Les membres de la Communauté se recrutent surtout dans les générations intermédiaire et ancienne des gens de lettres tchèques ce qui en fait une organisation plutôt conservatrice. Actuellement, elle admet cependant de nouveaux membres et tente de se rajeunir. Le poète et chansonnier Jan Vodňanský se félicite de cette nouvelle tendance :
« Nous assistons à une espèce de renaissance. De nouveaux jeunes auteurs arrivent et nous entrons en contact avec eux. La Communauté, qui pendant des années manquait de dynamisme, reprend vie d’une certaine manière. Ce qui est important, ce sont les rencontres, et aussi celles entre les générations, les discussions, les polémiques, qui jadis animaient les cafés littéraires. Ce courant dans la Communauté des écrivains pourrait créer une plateforme pour une nouvelle vie. »Les membres de la Communauté ont également l’ambition d’intervenir désormais beaucoup plus dans la vie de la société et de s’imposer comme des partenaires respectés dans les discussions avec les organes de l’Etat. C’est un changement important par rapport au passé où cette organisation restait passive face à l’évolution de la société et ne participait pas au débat politique. Tomáš Magnusek constate qu’il faudra procéder donc à une réforme des statuts de la Communauté :
« Nos statuts nous obligent à être apolitiques et, en fait, à ne pas nous exprimer sur les affaires de société. Nous préparons un tel système qui nous permettrait de nous exprimer à propos de ces affaires, y compris le problème de la TVA qui concerne notre activité. En janvier donc, nous préparerons de nouvelles règles et nous discuterons avec nos membres et aussi avec le ministère de la Culture de nos possibilités d’intervenir dans ces affaires et de présenter nos opinions sur ces sujets. »

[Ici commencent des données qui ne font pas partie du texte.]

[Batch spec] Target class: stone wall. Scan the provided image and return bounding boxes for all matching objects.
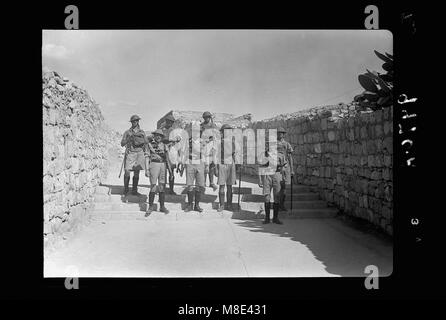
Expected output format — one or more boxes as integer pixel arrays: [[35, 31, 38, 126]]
[[245, 104, 393, 234], [42, 70, 120, 245], [157, 110, 252, 129]]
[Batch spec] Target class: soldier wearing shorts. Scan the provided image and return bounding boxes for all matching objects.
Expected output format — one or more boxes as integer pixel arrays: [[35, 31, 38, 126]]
[[162, 114, 178, 195], [259, 148, 283, 224], [146, 129, 169, 217], [121, 115, 147, 195], [185, 129, 205, 212], [200, 111, 217, 191], [277, 127, 294, 211], [217, 124, 237, 212]]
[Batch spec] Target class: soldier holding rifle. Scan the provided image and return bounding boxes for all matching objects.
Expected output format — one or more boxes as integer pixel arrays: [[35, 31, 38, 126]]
[[146, 129, 176, 217], [119, 115, 147, 195], [277, 127, 294, 211]]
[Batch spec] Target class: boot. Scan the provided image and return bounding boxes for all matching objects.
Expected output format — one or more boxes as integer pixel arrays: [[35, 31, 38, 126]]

Depuis le 21 novembre dernier, la Communauté des écrivains a cependant un rival de taille sur la scène littéraire tchèque. Il s’agit de l’Association des écrivains qui réunit ceux qui n’étaient pas contents du travail de la Communauté et qui estiment que la littérature tchèque doit être défendue d’une autre façon. Parmi les membres de la nouvelle organisation il y a toute une série d’auteurs renommés des générations jeunes et un peu moins jeunes et lauréats de prix littéraires dont Petr Hakl, Petra Hůlová, Jan Němec, Jonáš Hájek et Kateřina Tučková. L’écrivain Adam Borzič, membre du comité de l’Association, explique les principaux motifs de leur initiative :
« Depuis quelque temps parmi les gens de lettres, les écrivains, les poètes, les prosateurs, se faisait cruellement ressentir le manque d’une organisation fonctionnelle qui défendrait les droits des écrivains et qui ne serait pas basée seulement sur le principe d’association, de réunion, ce qui est le cas de la Communauté des écrivains déjà existante et que beaucoup d’entre nous percevaient comme non fonctionnelle. Et c’est la raison pour laquelle nous avons fondé notre organisation. Nous désirons que la littérature soit protégée et défendue au niveau de la société, pour ainsi dire. Il s’agit des droits des gens qui font ce métier, des droits d’auteurs et de la dignité de leur représentation dans le cadre de la société. »Selon le poète et traducteur Ondřej Budeus, il y a des moments où les écrivains ont besoin de s’exprimer collectivement sur un problème actuel de la littérature tchèque ou de la représentation de la culture tchèque à l’étranger. Il cite dans ce contexte la décision de l’Université d’Amsterdam de supprimer malgré le désaccord des étudiants la section de slavistique où sont enseignées les langues tchèque et croate, ce qui nuira aux contacts culturels entre la République tchèque et les Pays-Bas. Les slavisants néerlandais ont lancé une pétition pour protester contre cette décision et, selon Ondřej Budeus, c’est une situation où les organisations culturelles telles que les associations d’écrivains devraient agir et faire entendre leurs protestations. Adam Borzič développe encore les autres objectifs de la nouvelle association :
« Je pense que les écrivains ont besoin d’une organisation parce que la situation sur le marché de livres est souvent très désavantageuse pour eux. Nous manquons d’un système efficace de bourses littéraires comme il en existe par exemple en Europe de l’Ouest, nous n’avons pas une maison de la littérature qui pourrait accueillir les auteurs et où ils pourraient travailler. Souvent, quand nous assistons à des rencontres littéraires à l’étranger, on nous dit que les organisations littéraires n’arrivent pas à trouver de partenaires en Tchéquie. »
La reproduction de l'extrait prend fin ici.